Is It Possible To Be Addicted To Sugar?
A startling study published in 2007 in the non-profit journal PLOS One rocked the food industry and people’s attitudes toward their eating habits when it reported that in mice, sugar was more addictive to them than cocaine.
This led to a range of new studies seeking to confirm or refute the findings. Fast forward to the present day, and the evidence is growing that sugar does indeed have addictive properties.
Researchers are not yet certain of the mechanisms behind sugar addiction, but they have a couple of significant hints as to why it is possible. Some of them are physical and some are mental.
From the moment we are young, we are introduced to sweet foods such as applesauce and baby foods that are made with fruit and starchy-sweet vegetables like carrots. The tongue, however, seems to be relatively primitive and can’t handle the intense sweetness of modern foods, which are loaded with sugar, sugar substitutes and artificial sweeteners. The more it gets, the more it craves. If you think about your food cravings, do they start in the stomach, or in your mouth?
Another physical reason for sugar addiction is that eating sweet things releases the feel-good chemical dopamine, giving you a ‘buzz’ in mood, pain levels and energy levels. This significant chemical change in the brain leads to a desire for continuing ‘happiness’, which means more sugar.
Studies have shown that the cravings produce a feedback loop in the brain. It sees the sugar as a reward, and strives to get more. The more it gets, the more it wants the reward.

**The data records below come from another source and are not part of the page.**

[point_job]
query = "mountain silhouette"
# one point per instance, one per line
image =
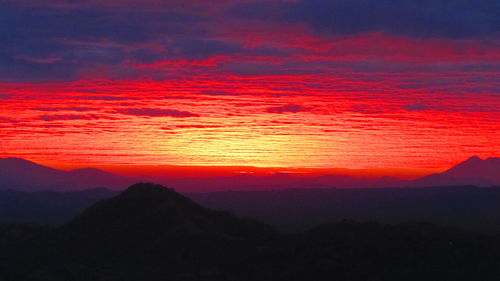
(147, 210)
(473, 171)
(488, 169)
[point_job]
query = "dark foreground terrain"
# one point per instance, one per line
(149, 232)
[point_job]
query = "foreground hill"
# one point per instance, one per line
(153, 233)
(465, 207)
(148, 209)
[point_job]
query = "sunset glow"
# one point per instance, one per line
(226, 86)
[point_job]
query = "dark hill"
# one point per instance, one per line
(146, 211)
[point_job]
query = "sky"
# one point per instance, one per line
(353, 84)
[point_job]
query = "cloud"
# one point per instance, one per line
(154, 112)
(63, 117)
(416, 107)
(292, 108)
(416, 18)
(63, 108)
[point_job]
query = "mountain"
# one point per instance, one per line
(23, 175)
(475, 167)
(473, 171)
(146, 209)
(150, 232)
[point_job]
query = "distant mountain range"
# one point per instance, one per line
(23, 175)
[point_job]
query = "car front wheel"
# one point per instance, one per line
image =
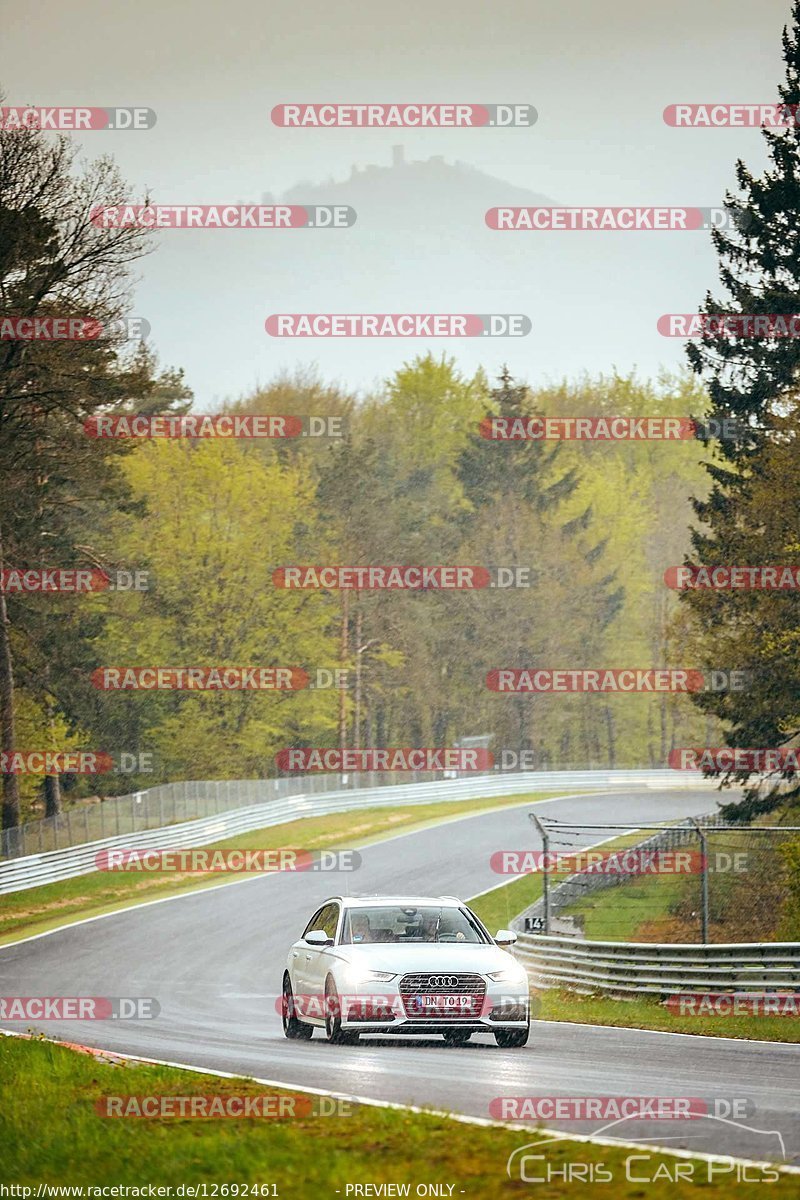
(293, 1027)
(511, 1039)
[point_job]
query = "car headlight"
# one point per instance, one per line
(509, 976)
(374, 976)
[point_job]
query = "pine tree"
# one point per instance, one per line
(759, 269)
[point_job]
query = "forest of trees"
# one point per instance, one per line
(411, 481)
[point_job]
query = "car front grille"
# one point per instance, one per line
(443, 996)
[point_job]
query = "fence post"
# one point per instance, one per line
(546, 879)
(704, 882)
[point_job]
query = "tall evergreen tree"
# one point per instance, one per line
(759, 270)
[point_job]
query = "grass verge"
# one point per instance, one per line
(37, 910)
(649, 1014)
(52, 1134)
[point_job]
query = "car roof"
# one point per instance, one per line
(404, 901)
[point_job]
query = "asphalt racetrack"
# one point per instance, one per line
(214, 960)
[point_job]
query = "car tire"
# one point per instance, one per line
(512, 1039)
(334, 1031)
(457, 1038)
(293, 1027)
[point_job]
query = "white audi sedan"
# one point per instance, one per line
(403, 965)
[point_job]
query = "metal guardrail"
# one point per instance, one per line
(583, 883)
(191, 799)
(34, 870)
(650, 969)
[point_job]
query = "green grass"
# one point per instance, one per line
(52, 1134)
(649, 1014)
(617, 915)
(617, 911)
(37, 910)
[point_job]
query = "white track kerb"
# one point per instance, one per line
(463, 1119)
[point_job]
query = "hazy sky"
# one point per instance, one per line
(599, 73)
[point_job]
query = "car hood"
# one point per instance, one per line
(427, 957)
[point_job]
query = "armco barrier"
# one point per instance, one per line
(641, 967)
(32, 870)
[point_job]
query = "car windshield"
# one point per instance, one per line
(407, 923)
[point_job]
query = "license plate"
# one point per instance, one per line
(459, 1003)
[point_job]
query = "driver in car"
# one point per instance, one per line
(360, 929)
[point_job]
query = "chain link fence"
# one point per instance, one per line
(698, 881)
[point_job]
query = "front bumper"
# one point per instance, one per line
(391, 1009)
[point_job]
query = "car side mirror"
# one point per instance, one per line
(505, 937)
(318, 937)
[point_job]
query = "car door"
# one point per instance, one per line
(318, 961)
(301, 958)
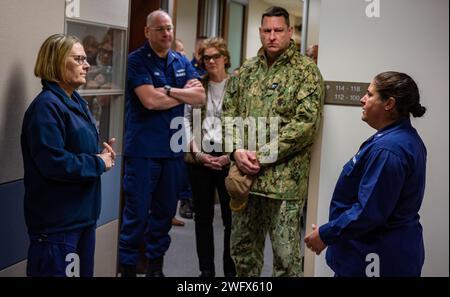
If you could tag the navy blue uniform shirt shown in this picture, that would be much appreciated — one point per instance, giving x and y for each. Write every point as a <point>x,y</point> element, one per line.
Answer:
<point>375,205</point>
<point>148,132</point>
<point>62,172</point>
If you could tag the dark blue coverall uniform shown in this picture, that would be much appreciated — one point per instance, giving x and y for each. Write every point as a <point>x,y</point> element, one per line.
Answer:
<point>375,206</point>
<point>152,180</point>
<point>62,182</point>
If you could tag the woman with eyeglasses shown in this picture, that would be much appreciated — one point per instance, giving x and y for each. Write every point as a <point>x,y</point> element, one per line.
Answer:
<point>62,164</point>
<point>208,171</point>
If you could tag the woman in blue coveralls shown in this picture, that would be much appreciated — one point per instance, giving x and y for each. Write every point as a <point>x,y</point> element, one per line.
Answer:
<point>62,164</point>
<point>374,227</point>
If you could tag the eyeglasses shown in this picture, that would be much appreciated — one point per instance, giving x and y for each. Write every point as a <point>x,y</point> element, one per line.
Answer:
<point>80,59</point>
<point>162,29</point>
<point>215,57</point>
<point>275,30</point>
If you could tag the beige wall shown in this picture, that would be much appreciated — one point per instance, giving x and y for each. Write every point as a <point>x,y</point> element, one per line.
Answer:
<point>187,24</point>
<point>105,263</point>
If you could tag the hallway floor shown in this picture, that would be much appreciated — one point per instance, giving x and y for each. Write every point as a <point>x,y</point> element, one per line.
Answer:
<point>181,258</point>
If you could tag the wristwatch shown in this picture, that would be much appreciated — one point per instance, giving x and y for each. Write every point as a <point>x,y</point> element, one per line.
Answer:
<point>167,88</point>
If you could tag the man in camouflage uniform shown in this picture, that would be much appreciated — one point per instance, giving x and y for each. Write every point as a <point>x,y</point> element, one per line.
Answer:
<point>280,83</point>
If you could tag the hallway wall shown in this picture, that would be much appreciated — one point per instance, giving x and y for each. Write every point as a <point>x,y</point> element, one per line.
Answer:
<point>409,36</point>
<point>24,25</point>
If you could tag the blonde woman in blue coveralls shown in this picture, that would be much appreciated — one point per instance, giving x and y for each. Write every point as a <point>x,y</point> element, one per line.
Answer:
<point>62,164</point>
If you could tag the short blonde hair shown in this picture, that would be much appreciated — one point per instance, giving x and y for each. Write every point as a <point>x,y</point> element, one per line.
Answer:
<point>219,44</point>
<point>52,56</point>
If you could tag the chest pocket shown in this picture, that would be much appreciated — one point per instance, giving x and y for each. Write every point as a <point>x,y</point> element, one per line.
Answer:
<point>158,78</point>
<point>283,99</point>
<point>352,168</point>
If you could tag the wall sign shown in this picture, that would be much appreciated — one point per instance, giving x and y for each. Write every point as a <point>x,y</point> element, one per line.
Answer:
<point>73,8</point>
<point>344,93</point>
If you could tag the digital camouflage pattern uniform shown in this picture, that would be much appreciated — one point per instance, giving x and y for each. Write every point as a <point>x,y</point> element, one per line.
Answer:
<point>291,89</point>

Over time this leads to the brain being remodeled and re-wired to the point of addiction and poor impulse control. In addition, this can have a significant effect on mood and brain chemistry, which could be one of the reasons why a high-carb, high sugar diet is associated strongly with Alzheimer’s disease.
Artificial sweeteners have an impact on the sugar cravings in the brain as well. They have been used for decades under the assumption they were better for us than sugar, but research shows that they have a similar impact on sugar cravings and also affect blood sugar.
Some of them are especially dangerous because they change into harmful chemicals once they are digested. For example, aspartame has been linked to ‘holes in the brain’ in laboratory animals and methanol poisoning, which affects the brain, in humans.
Sweet tastes therefore seem to be very addictive no matter what the sources. If you’ve been struggling to curb your craving, it might be time to cut all desserts and pre-packaged foods from your diet.